The flowers are borne in up to three spherical heads on peduncles 3.5–8 mm long, each head 4–5 mm in diameter with 30 to 50 deep golden yellow flowers. Flowering occurs from July to October, and the pods are pendent, linear, leathery, more or less raised over the seeds, up to 45 mm long and 3–5 mm wide with soft hairs pressed against the surface. Each pod contains 10 to 15 oval seeds 3 mm long, dull and mottled black with a helmet-shaped aril.

==Taxonomy==
This species was first formally described in 1807 by the botanist Jacques Labillardière who gave it the name Mimosa cochlearis in his Novae Hollandiae Plantarum Specimen. In 1820, Heinrich Wendland transferred the species to Acacia as A. cochlearis in his Commentatio de Acaciis aphyllis. The specific epithet (cochlearis) means 'a spoon', and refers to the shaped of the sepals.

==Distribution and habitat==
Rigid wattle grows in sandy soils and is found in coastal areas on sandplains and sand dunes. It grows in coastal areas from Lancelin to Israelite Bay in the Avon Wheatbelt, Esperance Plains, Geraldton Sandplains, Hampton, Jarrah Forest, Mallee, Swan Coastal Plain, Warren and Yalgoo bioregions of south-western Western Australia, where it is found growing as solitary plants or in dense thickets.

==Uses==
The shrub is sold as a suitable medium size shrub for gardens in coastal regions or areas with sandy soils.

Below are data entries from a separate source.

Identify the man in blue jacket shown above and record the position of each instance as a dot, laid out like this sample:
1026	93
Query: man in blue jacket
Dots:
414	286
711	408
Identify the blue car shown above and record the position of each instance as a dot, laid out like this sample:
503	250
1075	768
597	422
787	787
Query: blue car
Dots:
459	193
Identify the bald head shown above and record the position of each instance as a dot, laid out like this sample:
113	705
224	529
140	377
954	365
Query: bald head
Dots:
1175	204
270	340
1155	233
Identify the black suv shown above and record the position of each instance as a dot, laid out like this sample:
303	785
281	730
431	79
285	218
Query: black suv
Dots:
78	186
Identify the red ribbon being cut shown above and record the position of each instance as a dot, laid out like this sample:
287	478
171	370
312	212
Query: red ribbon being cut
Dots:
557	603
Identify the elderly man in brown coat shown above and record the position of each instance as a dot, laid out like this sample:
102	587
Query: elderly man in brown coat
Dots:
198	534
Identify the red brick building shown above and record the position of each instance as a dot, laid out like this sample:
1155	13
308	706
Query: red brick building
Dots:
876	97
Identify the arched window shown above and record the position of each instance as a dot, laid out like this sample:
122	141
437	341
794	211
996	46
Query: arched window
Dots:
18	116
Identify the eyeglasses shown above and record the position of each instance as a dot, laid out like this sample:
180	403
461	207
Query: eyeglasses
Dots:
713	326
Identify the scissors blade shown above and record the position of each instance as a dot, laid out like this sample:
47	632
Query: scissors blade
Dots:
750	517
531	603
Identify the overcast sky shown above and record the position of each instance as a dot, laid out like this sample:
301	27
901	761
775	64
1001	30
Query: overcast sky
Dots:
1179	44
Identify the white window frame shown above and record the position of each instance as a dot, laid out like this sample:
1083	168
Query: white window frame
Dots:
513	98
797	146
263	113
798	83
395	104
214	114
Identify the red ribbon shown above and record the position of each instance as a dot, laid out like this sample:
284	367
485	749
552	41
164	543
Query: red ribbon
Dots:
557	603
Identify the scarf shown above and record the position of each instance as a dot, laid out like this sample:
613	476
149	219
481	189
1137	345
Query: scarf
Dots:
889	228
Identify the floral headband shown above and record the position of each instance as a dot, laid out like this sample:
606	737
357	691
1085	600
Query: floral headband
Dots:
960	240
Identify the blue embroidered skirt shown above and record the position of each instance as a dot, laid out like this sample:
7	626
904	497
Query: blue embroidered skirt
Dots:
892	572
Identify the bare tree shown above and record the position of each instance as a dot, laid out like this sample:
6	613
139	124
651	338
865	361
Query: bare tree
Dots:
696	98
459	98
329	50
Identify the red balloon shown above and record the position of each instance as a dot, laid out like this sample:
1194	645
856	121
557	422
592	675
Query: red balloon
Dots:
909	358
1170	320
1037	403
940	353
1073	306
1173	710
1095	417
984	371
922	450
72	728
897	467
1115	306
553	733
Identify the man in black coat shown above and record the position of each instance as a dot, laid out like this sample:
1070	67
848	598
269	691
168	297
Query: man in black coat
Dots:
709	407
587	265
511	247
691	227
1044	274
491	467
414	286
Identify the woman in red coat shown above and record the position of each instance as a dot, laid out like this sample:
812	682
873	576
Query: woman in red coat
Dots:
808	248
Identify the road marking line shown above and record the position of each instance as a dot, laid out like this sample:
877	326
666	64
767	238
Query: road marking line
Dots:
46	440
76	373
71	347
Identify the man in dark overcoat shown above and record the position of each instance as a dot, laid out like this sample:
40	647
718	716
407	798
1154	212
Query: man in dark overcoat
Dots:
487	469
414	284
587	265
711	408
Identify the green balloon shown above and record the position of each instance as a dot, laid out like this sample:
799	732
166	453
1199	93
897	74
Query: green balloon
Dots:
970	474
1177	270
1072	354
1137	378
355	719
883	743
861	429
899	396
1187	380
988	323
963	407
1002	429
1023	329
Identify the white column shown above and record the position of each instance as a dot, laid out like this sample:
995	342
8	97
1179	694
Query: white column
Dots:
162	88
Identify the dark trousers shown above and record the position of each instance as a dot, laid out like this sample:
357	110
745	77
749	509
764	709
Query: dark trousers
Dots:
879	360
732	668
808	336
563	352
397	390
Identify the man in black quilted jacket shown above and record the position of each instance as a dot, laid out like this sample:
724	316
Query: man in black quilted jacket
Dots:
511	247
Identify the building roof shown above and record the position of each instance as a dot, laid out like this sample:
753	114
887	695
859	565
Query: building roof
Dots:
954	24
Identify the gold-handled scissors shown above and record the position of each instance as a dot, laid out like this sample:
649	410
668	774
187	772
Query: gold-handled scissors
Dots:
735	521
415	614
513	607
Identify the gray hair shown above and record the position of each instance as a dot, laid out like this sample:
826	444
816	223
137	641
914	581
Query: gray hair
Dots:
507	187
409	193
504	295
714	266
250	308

It is also used to stabilise dune or coastal areas. A. cochlearis establishes quickly and reliably in stabilised soils. Although it is must be protected from high winds it is utilised in mixed plantings with other species such as Acacia rostellifera and Scaevola crassifolia. It is an indicator of good quality dunes as the
species is vulnerable to disturbance once established.

==Use in horticulture==
Acacia cochlearis can be grown from seed. The seeds should be soaked in hot water or lightly abraded with fine sandpaper prior to planting. They should be sown in free draining soil and can benefit from the addition of disease-free soil from existing plants to transfer the Rhizobium bacteria that are important in nitrogen fixation. Plants require a position in full sun.